Have you had any other celebrity encounters since your win?

While I was in LA I got to meet Nick Diaz, who’s another really famous UFC fighter. Just by coincidence, me and Mark Radoja stumbled across him outside a bar on a Monday night and next thing we know we’re doing shots with him before going to an after party, so that was a lot of fun.

Then, I got invited to train at his gym in Las Vegas this summer while I’m playing in the World Series [of Poker]!

Can you tell us about the patches you wore at the final table and the charitable pledges you’ve committed to?

When I made the final table there were two things I wanted to do apart from the technical and mental preparations. I wanted to get a sponsorship deal and I also wanted to do something for a charity, as it was a really good exposure opportunity for both of those things.

Since poker is pretty dry these days it’s hard to get a deal with a poker site because the market isn’t what it used to be, in Sweden at least. Going with a poker site might’ve been the most profitable thing for me. They were the ones able to offer the most money, but it wasn’t worth it for all the commitments. I thought it would be more fun to seek sponsorships with companies that I think are fun and products that I use. I managed to get sponsored by a supplement company whose products I was using all summer. They were a new starter company too, so were really excited about having me involved.

The other part I wanted to do was to get involved with a charity, but I didn’t have the time to research as much as I would’ve liked. However, I had heard of this REG (Raising for Effective Giving) initiative. I went on their website and read what it was all about and it seemed perfect for me, since I didn’t have time to do the research myself. They analyze hundreds of different charities to find the most effective ones and since several of my good friends are involved, and I trust their judgement, I went with my intuition and decided it was exactly what I wanted to do. I signed up and pledged to give five percent of my winnings.

Where exactly will your pledged money go?

How it works is that they go through as many charities as they can, to find the most effective ones, where the money does the most benefit, and have 10-15 listed on their website. Then what you do is donate every quarter out of whatever you’ve been winning. If you haven’t been winning, you don’t have to donate anything.
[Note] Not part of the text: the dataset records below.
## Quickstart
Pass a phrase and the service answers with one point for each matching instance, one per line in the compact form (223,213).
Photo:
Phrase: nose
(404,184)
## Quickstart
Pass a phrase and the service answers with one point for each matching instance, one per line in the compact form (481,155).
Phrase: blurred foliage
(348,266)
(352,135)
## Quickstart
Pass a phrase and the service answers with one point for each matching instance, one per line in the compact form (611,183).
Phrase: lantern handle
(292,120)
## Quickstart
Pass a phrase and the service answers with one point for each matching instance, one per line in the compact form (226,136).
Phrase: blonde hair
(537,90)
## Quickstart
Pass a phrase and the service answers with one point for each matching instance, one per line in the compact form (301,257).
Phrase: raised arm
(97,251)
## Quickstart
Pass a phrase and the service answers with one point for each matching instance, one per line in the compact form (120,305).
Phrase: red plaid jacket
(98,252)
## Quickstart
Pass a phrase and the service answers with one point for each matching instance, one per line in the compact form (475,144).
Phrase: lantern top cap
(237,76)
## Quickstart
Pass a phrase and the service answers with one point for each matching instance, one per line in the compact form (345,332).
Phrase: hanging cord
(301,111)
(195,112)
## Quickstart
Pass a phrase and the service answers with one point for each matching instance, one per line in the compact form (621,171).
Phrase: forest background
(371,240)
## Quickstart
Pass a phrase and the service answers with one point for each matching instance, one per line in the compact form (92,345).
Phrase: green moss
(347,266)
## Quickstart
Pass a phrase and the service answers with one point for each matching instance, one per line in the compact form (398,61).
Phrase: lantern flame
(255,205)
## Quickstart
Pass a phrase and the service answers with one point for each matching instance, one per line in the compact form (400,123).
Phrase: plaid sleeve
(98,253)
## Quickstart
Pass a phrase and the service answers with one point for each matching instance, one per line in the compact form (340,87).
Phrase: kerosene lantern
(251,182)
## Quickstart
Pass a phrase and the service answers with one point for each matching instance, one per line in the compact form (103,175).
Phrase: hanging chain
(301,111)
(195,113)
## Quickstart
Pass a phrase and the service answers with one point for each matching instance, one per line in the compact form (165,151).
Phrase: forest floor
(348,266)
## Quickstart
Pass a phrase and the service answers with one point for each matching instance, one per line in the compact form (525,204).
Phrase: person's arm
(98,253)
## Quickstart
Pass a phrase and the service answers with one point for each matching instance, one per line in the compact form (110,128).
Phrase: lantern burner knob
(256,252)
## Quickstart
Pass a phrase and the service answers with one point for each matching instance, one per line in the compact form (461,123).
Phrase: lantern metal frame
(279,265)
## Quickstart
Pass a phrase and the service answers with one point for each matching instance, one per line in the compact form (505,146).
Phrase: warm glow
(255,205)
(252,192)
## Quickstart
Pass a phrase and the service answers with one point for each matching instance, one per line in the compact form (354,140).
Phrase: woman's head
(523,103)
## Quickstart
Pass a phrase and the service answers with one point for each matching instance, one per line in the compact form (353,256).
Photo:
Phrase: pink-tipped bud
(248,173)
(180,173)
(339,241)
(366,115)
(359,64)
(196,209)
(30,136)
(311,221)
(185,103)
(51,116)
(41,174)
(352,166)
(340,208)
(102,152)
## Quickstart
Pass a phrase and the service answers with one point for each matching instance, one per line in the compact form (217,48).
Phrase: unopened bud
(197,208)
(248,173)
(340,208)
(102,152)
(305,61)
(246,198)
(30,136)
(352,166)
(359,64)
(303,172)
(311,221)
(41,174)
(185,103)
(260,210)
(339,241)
You can choose specific charities if you feel stronger about something. I feel stronger about animal charities, so I chose to donate half of the money towards them and spread it across many different ones. There are some that focus on factory farming and try to help find a better environment for those animals.

The other 50 percent went to a meta-charity that aims to get more people involved in charities, host seminars, advertise, and generally get more people on board. This is an ongoing commitment now, too. Every quarter I’ll give five percent of my potential winnings.

Lastly, have you bought anything nice for yourself?

I just bought a house in London actually! It’s nice to be able to upgrade (laughs) as London is so expensive. Our current place is underground (a basement apartment), so it’ll be nice to live above ground.